The gallery was titled Collision because all the pieces were so different and the class did not have a focused theme at the start.

“It was basically everyone bringing their work to the table and seeing how they fit together,” Stephanie Hensen, graphic design junior, said.

Hensen made three pieces for the gallery, Lance, Jeremiah and Ian. The pieces are vector portraits, which is a form of digital art.

She said the pieces are of her boyfriend who is in the army and is going to Afghanistan, her brother who is at Purdue and her father who has cancer.

“I really just wanted to make portraits of them to show that they were really important pieces in my life,” Hensen said.

In the gallery there is a fireplace and above the fireplace a large piece called Figure 8 was hung. This piece is by Noelle Wilcox, printmaking junior.

Figure 8 is a charcoal drawing on mylar paper. With the help of her father Wilcox handmade the ash wood frame that the piece was hung in.

The piece is of a figure layered with abstract lines that compliment the body.

Wilcox said she likes to draw abstract but that she has not had much training with drawing human bodies.

“I decided to combine my weakness with my strength and try something new,” she said.

Noelle 2
Noelle Wilcox, printmaking junior.

She said the most difficult element of this art piece was making sure her abstract lines did not conflict with the figure.

“I wanted the body to be hidden but seen,” Wilcox said.

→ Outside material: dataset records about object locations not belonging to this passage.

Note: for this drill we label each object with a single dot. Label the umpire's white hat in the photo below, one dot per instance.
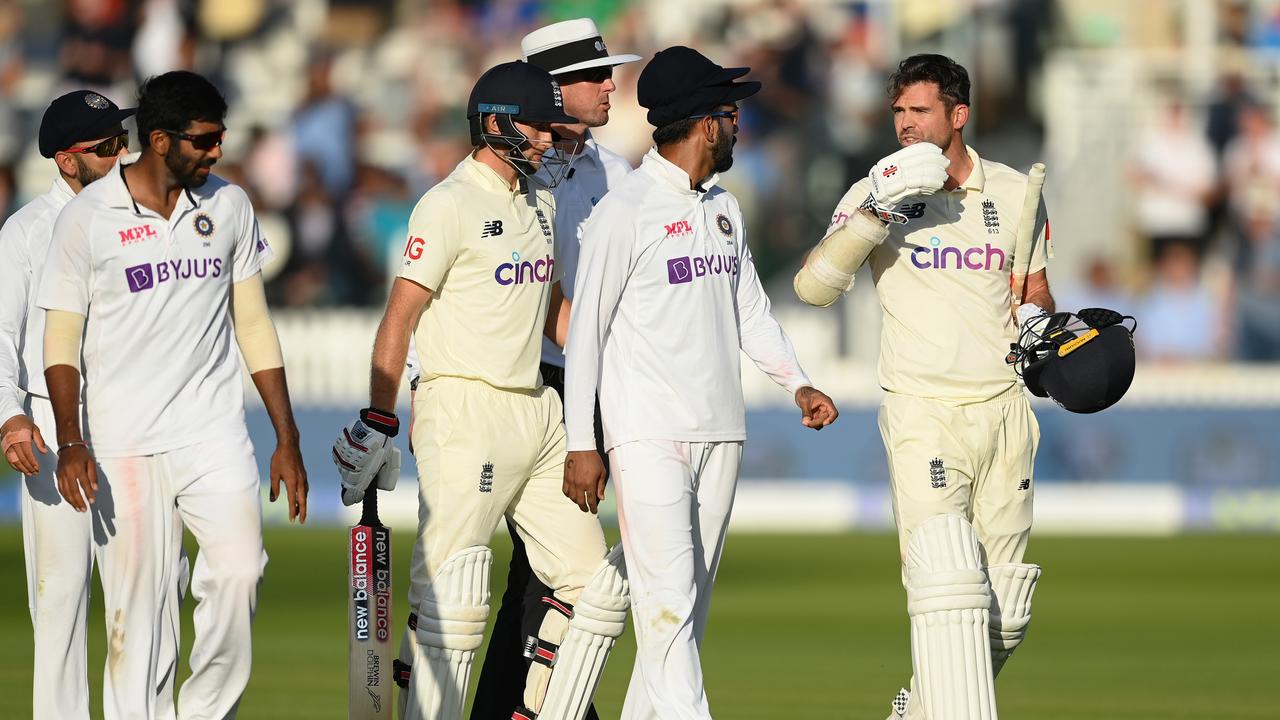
(570, 46)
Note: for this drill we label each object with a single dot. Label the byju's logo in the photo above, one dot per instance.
(951, 258)
(684, 269)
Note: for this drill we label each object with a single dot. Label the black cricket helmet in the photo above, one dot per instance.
(1083, 360)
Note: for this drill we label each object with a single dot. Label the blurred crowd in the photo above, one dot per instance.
(344, 112)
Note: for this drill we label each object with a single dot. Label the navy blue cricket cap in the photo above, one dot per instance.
(80, 115)
(681, 82)
(521, 90)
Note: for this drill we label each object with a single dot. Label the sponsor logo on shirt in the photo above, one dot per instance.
(936, 256)
(520, 272)
(147, 276)
(684, 269)
(136, 233)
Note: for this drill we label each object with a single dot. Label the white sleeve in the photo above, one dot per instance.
(760, 336)
(14, 290)
(603, 268)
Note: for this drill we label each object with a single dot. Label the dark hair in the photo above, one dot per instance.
(174, 100)
(673, 132)
(951, 78)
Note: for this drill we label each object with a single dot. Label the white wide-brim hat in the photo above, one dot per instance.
(570, 46)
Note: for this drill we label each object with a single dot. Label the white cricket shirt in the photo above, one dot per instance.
(24, 242)
(161, 368)
(942, 281)
(485, 253)
(667, 294)
(594, 172)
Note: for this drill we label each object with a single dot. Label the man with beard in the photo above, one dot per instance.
(156, 267)
(937, 224)
(667, 299)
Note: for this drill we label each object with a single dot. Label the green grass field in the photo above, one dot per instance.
(814, 627)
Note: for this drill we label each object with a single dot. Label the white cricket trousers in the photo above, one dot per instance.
(673, 506)
(142, 502)
(58, 547)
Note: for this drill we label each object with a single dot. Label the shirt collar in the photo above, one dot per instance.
(673, 174)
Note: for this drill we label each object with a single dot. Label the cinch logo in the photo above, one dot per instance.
(145, 277)
(136, 235)
(950, 258)
(679, 228)
(684, 269)
(520, 272)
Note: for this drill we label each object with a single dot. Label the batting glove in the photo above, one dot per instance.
(365, 452)
(917, 169)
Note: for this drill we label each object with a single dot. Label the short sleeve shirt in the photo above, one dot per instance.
(161, 368)
(487, 254)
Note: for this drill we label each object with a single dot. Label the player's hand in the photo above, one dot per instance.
(21, 440)
(817, 408)
(77, 477)
(287, 466)
(584, 479)
(917, 169)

She said she titled the piece Figure 8 because she noticed while drawing that she had a tendency to move her hand in almost a figure eight motion. She also noticed that after the piece was finished that the figure almost looked like a figure eight.

Wilcox made another piece as well, which was called Adagio. This piece was a small abstract lithograph.

Correction: In the print version of this story and an earlier version of the online story, the information and quotes in the last six paragraphs were attributed to Hensen instead of Wilcox. The Horizon apologizes for this error.